Anonymous posted on Tuesday, April 06, 2004 - 5:27 pm
I have a few questions about the data requirements for GMM. 1. What assumptions are made about the time structure of the data? Is it the same as conventional growth curve models where the Y variable can be unequally spaced, yet in the complete data individuals must be measured at the same time points? 2. Is it likewise assumed that time-varying covariates have the same distribution across individuals? 3. In version 3, is there still listwise deletion of data with missing values on the covariates? Thanks!
1. You can have a model where the time scores are parameters in the model or where the time scores are treated as data. In the first situation, all individuals are measured at the same times. In the second option, individuals can be measured at different times.
2. No, time-varying covariates can also be measured at different times for different individuals.
3. Yes, but if you treat the x-variables as y-variables by mentioning their variances in the MODEL command, they will not be deleted. The only difference is that the model is not estimated condtioned on the x's but they are part of the model.
Ted Fong posted on Tuesday, March 18, 2014 - 3:02 am
Dear Dr. Muthen,
I have performed a factor mixture analysis on 9 continuous items and found a two-class (high vs low class), two-factor mixture model to the data.

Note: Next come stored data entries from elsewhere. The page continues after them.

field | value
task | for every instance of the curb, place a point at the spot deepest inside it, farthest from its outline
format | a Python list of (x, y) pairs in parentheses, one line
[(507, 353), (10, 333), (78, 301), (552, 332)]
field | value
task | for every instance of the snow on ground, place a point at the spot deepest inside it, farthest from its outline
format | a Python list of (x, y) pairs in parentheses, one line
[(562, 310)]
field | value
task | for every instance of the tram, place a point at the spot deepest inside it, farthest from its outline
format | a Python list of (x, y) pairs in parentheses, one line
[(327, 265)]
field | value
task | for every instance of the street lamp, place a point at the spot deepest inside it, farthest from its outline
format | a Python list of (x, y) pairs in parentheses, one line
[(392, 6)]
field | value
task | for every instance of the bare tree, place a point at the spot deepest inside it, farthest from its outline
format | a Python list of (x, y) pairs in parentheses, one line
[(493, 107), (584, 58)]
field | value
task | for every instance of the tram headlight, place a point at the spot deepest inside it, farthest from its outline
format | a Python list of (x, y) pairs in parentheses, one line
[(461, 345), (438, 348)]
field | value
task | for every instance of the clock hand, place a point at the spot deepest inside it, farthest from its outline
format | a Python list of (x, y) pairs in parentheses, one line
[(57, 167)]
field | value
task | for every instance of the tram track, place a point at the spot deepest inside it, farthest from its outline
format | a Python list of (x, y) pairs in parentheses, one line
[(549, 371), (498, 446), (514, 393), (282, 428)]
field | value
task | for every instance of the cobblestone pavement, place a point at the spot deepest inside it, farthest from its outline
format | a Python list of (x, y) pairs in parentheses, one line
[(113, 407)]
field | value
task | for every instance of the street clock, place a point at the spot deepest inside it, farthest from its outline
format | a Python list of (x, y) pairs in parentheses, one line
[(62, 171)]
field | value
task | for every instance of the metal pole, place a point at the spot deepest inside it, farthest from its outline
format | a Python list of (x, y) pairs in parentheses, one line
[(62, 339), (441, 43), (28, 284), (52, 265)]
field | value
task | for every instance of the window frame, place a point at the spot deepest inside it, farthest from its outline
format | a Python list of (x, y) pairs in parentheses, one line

However, a reviewer questions the validity of the two classes as they may arise because of violation of assumptions such as heavy skewness and kurtosis. He wants to know how badly-behaved the data are, that may in turn give rise to the mixture components.
I have checked that the skewness and kurtosis of the 9 variables are slightly negative (-1 to 0). 6 of the 9 variables appear to have a bimodal distribution. I have done TECH13 which rejects the multivariate skewness and kurtosis of the two-class, two-factor model.
I understand that the overall distribution of variables can be nonnormal in mixture analysis. I am not sure if my data behaves well or badly according to the view of the reviewer. Overall, he seems to question the use of mixture analysis to finding distinct meaningful subgroups VS its alternative indirect use of approximating some unknown distribution.
I have read the papers written by Bauer and your 2003 paper on substantial and statistical checking of mixture models. But I don't know where to proceed or how to respond to the reviewer.
Do you have any views on this matter? I would be grateful for any comments.
You can use BIC to argue on statistical grounds that a two-class factor mixture model is better than a regular 1-class factor model (or a two-class LCA).
You can use substantive theory to argue on subject-matter grounds that your two classes are useful and of substantive interest by relating the class membership to other variables as I argued in my 2003 response. You can use 3-step methods for that: R3STEP to look at antecedents (predictors of the latent class variable) and DCAT/DCON to look at consequences (distal outcomes; predictive validity).
I think you want to make both arguments in a mixture analysis.